Background technology
With scientific and technological progress, indoor security monitoring technology steps up, and the technology species of monitoring system is very many,
The such as technology such as video monitoring, infrared monitoring, RF identification, pressure perception, but these technology have very harsh use environment,
For example need los path, if centre has the performance that barrier can reduce monitoring system even to lose efficacy, and these systems
Early stage lower deployment cost is also higher, needs special infrastructure.In recent years with the development of radio network technique, wireless local
The popularity rate of net WLAN, just in rapid growth, has had very high in population is than the public place of comparatively dense and family at present
Coverage rate.WLAN is except carrying out network service conventionally it is also possible to be used for passively indoor intrusion detection.Because it has very
High universality, can be used in different environment based on the passively indoor intruding detection system of WLAN, a lot of scholars in recent years
Great effort has been paid in correlational study.

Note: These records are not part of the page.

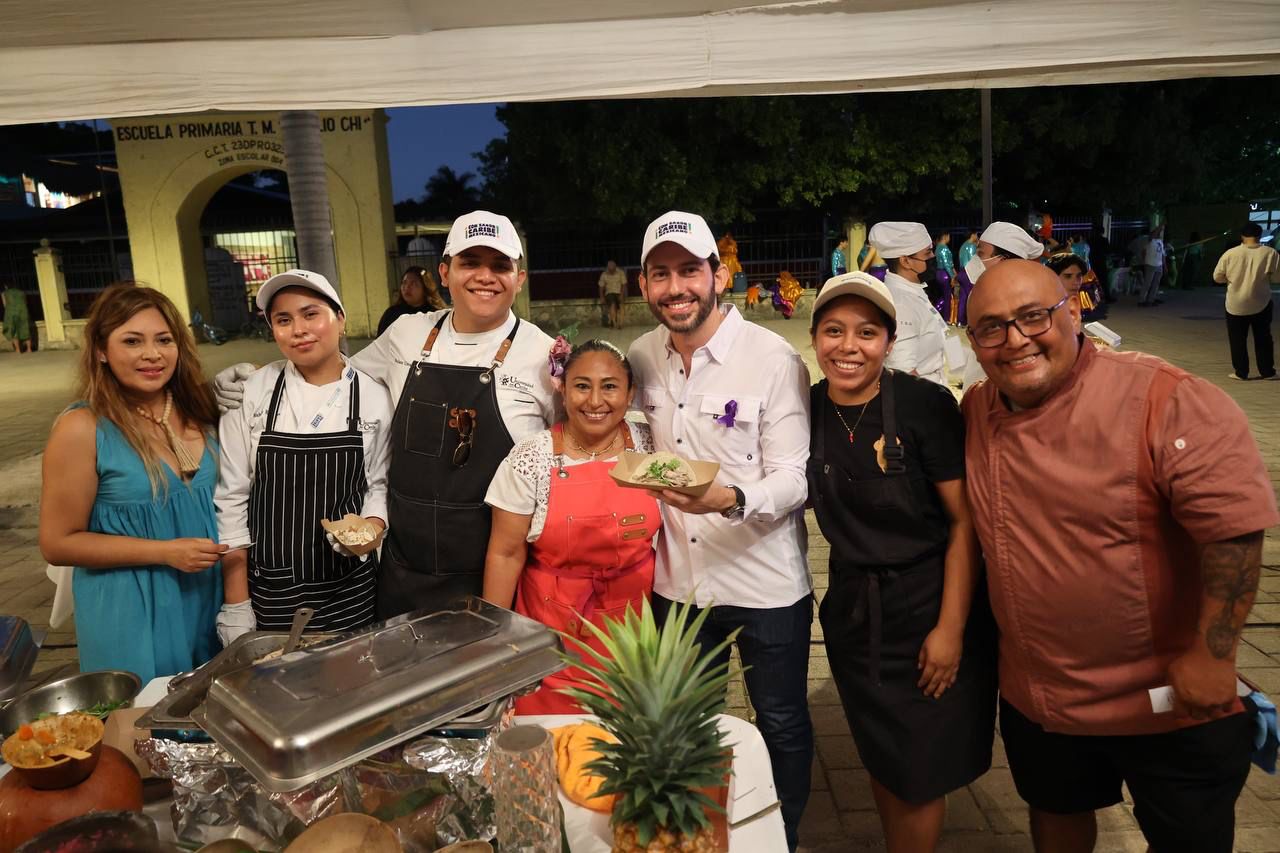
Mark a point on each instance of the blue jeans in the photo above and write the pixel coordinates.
(775, 648)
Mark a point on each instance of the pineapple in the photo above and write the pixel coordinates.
(658, 694)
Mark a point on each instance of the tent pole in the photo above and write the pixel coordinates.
(986, 158)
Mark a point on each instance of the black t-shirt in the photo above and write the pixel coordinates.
(931, 429)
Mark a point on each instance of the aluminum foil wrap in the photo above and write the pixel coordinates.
(466, 763)
(434, 790)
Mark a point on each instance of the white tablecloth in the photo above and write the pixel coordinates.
(750, 792)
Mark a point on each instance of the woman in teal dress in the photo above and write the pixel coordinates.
(128, 492)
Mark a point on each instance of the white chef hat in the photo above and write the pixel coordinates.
(1011, 238)
(899, 238)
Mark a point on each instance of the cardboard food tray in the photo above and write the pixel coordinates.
(352, 521)
(630, 463)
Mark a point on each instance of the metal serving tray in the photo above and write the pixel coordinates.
(187, 692)
(309, 714)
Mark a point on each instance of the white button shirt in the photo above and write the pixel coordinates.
(758, 560)
(526, 396)
(304, 409)
(920, 332)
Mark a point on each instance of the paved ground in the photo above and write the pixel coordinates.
(988, 816)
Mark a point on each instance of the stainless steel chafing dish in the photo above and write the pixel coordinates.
(296, 719)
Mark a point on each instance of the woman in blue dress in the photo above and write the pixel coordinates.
(128, 492)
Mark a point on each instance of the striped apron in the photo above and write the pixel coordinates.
(298, 479)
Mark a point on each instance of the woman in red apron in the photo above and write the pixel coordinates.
(568, 543)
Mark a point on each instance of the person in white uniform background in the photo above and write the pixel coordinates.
(310, 442)
(739, 548)
(922, 332)
(469, 382)
(1000, 241)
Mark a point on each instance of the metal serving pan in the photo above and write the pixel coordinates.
(309, 714)
(188, 690)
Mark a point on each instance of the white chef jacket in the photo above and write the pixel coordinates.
(526, 396)
(920, 332)
(758, 560)
(304, 409)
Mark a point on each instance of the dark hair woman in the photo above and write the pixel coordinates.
(568, 544)
(417, 295)
(915, 670)
(128, 491)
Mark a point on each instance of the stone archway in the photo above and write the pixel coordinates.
(170, 167)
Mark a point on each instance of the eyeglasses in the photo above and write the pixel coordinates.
(465, 422)
(1031, 324)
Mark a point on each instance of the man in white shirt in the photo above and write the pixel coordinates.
(469, 382)
(716, 387)
(922, 332)
(1249, 270)
(1152, 267)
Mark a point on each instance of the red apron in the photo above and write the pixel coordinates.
(593, 559)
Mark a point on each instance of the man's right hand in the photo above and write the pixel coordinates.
(229, 386)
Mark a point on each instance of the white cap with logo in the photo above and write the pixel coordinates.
(483, 228)
(856, 283)
(689, 231)
(899, 238)
(296, 278)
(1011, 238)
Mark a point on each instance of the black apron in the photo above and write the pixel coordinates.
(876, 617)
(298, 479)
(439, 523)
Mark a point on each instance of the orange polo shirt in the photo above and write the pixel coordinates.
(1092, 511)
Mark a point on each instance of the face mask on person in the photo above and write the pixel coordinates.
(974, 268)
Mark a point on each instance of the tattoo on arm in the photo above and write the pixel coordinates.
(1229, 571)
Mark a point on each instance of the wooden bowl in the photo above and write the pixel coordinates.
(82, 730)
(347, 833)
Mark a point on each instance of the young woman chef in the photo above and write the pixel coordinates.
(310, 442)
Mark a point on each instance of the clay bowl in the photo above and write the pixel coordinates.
(86, 734)
(347, 833)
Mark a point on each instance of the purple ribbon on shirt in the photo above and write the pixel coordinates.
(730, 414)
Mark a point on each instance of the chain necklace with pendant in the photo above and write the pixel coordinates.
(845, 423)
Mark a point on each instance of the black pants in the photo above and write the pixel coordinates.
(775, 648)
(1238, 334)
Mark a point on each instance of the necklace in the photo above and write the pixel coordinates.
(845, 423)
(187, 464)
(568, 434)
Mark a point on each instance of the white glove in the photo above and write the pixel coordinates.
(341, 548)
(229, 386)
(234, 620)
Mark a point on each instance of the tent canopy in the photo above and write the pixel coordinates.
(67, 60)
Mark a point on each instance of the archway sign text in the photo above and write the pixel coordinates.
(234, 141)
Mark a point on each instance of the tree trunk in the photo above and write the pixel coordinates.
(309, 194)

, as the signal characteristic of MAC layer, the feature being easily obtained due to it is so as to be initially used for indoor passive invasion for RSSI
Detection.Indoor passive intrusion detection refers to that detected personnel need not carry any equipment related to detection, and system passes through analysis
Signal intensity in monitored area carries out human detection.But RSSI is a kind of signal characteristic of coarseness, in order that detection is more
Plus accurately, common practice is all to increase multiple transmitter and receivers and constitutes multilink, but this way increased detection
The hardware spending of system is so that cost raises.And RSSI is affected so that under equivalent environment by multipath effect in environment
RSSI is unstable.This disadvantage limits the raising of indoor passive intruding detection system precision, therefore many scholars are being just both at home and abroad
Exploring the precision improving human detection using the channel condition information of fine-grained physical layer.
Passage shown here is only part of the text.